Waktu 45 menit terasa begitu lama jika untuk berdzikir dan bersujud kepadaNya. Akan tetapi betapa singkatnya waktu 45 menit itu jika digunakan untuk melihat sebuah pertandingan sepak bola secara langsung di stadion. Berdzikir dan brsujud kepadaNya adalah cara kita agar selalu mengingatNya, mengingat semua kebesaran dan kekuasaanNya. Namun hal itu terkalahkan oleh sebua keasyikan menonton sebuah pertandingan se[ak bola, untuk menantikan sebuah gol. Padahal semua itu tidak akan dipertanyakan kelak olehNya di akhirat kelak. Itu semata-mata hanya untuk kesenangan dunuawi saja. Tidakkah kita menyadarinya?
Betapa lamanya waktu 2 jam untuk berdiam diri dimasjid, untuk beri’tikaf membaca ayat-ayat suci Al-Qur’an dan juag untuk memahaminya. Itu semuanya terasa sangat lama. Tetapi betapa cepatnya waktu 2 jam itu jika digunakan untuk menonton film di bioskop. Menikmati pemutaran film. Masjid adalah Baitullah, rumah Allah tuhan pencipta alam semesta, tempat yang suci dan teduh. Apakah tidak lebih baik kita meninggal saat sedang berada didalam masjid, saat kita tengah bersimpuh , bersujud memohon ampunanNya daripada kita meninggal saat tengah berada di bioskop dalam kemaksiatan?
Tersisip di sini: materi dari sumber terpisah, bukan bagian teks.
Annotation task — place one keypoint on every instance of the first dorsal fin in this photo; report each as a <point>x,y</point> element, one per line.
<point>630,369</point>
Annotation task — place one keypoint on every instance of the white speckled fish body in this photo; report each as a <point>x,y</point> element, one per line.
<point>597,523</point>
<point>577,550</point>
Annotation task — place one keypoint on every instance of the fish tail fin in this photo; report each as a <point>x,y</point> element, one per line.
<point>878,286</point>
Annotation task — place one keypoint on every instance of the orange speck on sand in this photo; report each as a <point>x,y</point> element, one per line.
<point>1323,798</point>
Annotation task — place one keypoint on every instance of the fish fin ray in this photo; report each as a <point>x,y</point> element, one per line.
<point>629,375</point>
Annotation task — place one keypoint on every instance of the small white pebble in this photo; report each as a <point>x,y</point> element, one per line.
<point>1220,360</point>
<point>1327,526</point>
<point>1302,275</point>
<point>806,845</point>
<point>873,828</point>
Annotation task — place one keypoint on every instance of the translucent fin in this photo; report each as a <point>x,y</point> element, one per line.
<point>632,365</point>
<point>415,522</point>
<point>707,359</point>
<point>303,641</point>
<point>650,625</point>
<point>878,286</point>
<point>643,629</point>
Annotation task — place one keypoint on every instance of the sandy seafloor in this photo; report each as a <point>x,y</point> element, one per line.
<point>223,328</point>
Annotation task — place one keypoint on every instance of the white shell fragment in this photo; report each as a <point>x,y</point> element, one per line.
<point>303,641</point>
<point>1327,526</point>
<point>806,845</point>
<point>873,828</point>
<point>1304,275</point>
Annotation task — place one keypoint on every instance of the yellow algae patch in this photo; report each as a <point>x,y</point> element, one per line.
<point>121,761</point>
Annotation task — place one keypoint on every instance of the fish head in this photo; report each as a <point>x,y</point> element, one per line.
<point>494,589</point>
Butuh waktu berapa lama sobat untuk menghafal Al-Qur’an dan menghafal lagu-lagu cinta populer? Membutuhkan waktu yang lama untuk menghafal Al-qur’an dan memerlukan waktu yang sangat singkat untuk menghafal lagu-lagu cinta populer. Begitukah jawabanmu sobat? Jika iya, sungguh sagat menyedihkan. Kalam Allah yang penuh makna yang terkandung didalamnya dan sangat bermanfaat, tergantikan dengan syair-syair lagu yang tidak bermakna dan tidak bermanfaat.
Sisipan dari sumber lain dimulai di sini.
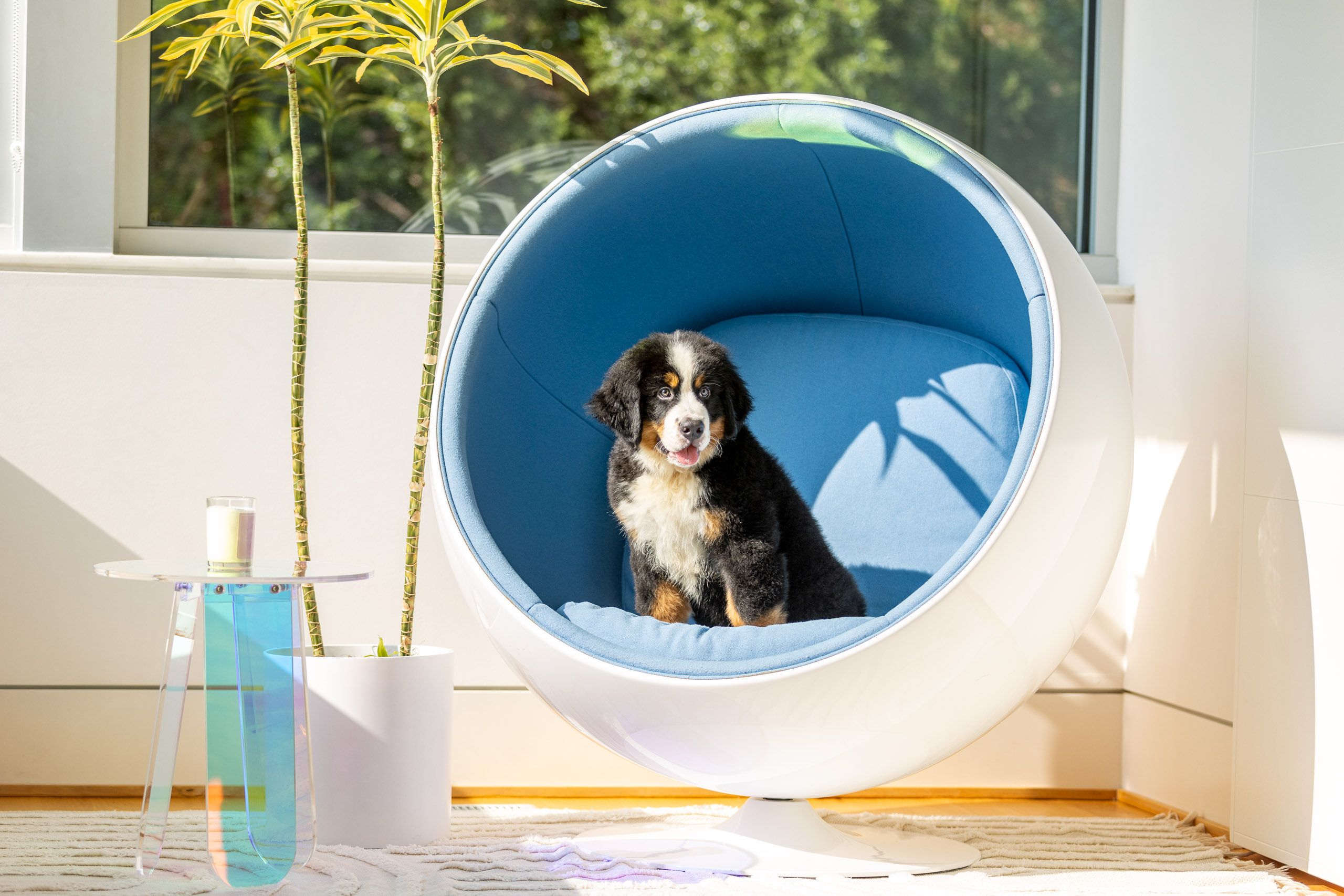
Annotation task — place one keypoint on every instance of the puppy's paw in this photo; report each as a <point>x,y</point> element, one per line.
<point>743,614</point>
Semua orang menginginkan tempat yang paling depan untuk menonton konser, akan tetapi menginginkan tempat sholat atau shof yang paling belakang dalam sholat Jum’at. Lebih lama mana Jum’atan dibandingkan dengan menonton konser? Tentunya lebih lama menonton konser. Tetapi mengapa pada shalat Jum’at dimasjid lebih memilih shof yang paling belakang? Padahal dikonser penonton harus berdiri berdesak-desakan, sedangkan dalam shalat Jum’at para jama’ah duduk dengan leluasa dan tidak berdesak-desakan. Dalam shalat berjamaah shof yang paling mendapat pahala dariNya adalah shof yang pertama atau shof yang paling depan tepat dibelakang imam. Lantas adakah pahala yang sama pada saat menonton konser dan menempati tempat yang terdepan?? Pikirkan kembali sobat!
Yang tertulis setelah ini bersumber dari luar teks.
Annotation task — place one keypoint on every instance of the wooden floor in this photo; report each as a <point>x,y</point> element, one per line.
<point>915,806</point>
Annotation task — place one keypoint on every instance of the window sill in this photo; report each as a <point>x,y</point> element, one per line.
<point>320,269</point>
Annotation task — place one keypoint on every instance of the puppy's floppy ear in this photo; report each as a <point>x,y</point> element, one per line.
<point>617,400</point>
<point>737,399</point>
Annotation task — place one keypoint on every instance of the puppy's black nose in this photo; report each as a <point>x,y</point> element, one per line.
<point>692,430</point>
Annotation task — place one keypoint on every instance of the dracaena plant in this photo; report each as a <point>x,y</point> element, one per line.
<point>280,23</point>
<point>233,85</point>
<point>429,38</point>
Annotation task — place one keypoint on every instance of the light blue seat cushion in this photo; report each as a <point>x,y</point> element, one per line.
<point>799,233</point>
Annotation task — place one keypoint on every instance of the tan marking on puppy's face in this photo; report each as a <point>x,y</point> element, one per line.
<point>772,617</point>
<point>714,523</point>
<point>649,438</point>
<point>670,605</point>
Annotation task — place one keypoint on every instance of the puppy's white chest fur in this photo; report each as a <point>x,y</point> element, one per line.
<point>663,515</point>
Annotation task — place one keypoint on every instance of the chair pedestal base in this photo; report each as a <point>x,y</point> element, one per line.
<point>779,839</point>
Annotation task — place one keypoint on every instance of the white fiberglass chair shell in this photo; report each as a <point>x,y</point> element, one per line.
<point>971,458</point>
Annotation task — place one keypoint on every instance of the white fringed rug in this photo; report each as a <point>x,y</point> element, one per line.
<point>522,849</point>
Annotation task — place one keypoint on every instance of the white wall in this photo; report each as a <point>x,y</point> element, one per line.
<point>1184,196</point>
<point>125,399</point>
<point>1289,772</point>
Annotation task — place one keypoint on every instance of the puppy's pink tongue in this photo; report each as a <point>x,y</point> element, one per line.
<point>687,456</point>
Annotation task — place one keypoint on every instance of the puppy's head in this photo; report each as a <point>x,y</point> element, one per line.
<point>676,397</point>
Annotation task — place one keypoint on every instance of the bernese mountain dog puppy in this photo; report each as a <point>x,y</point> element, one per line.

Berada didepan televisi selama berjam-jam lebih terasa enak memang jika dibandingkan dengan mengikuti seminar-seminar keislaman yang penuh dengan manfaat dan pengetahuan untuk diri kita. Padahal tayangan-tayangan dalam televisi tersebut belum tent banyak mengandung manfaat bagi diri kita, melainkan banyak mudhorot yang terkandung didalamnya.
Itulah sobat, beberapa contoh, gambaran dan pembanding yang bisa kita jadikan tolak ukur apakah kita sudah dengan baik memanfaatkan waktu yang kita miliki secara baik?? Renungkan dan fikirkan. Kita tidak mengetahui kapan ajal akan menjemput kita. Disaat kita dalam keadaan baikkah? Atau disaat kita tengah dalam situasi buruk. Disaat kita tengah berada dimasjid bersimpuh kepadaNya, ataukah saat kita tengah dalam kemaksiatan kepadaNya????
Tanya hati kecilmu sobat, jalan mana yang ku inginkan.
Selamat atau laknat!!
Selamat atau laknat!!
nb: tulisan ini saya buat saat saya tengah ujian mid semester pada kelas 3 SMApelajaran Bahasa Indonesia, dan alhamdulilah dengan hasil yang memuaskan. Artikel inilah yang memberi saya motivasi untuk menulis, mengapa demikian? karena, satu komentar yang dari ibu gurulah yang memotivasi saya.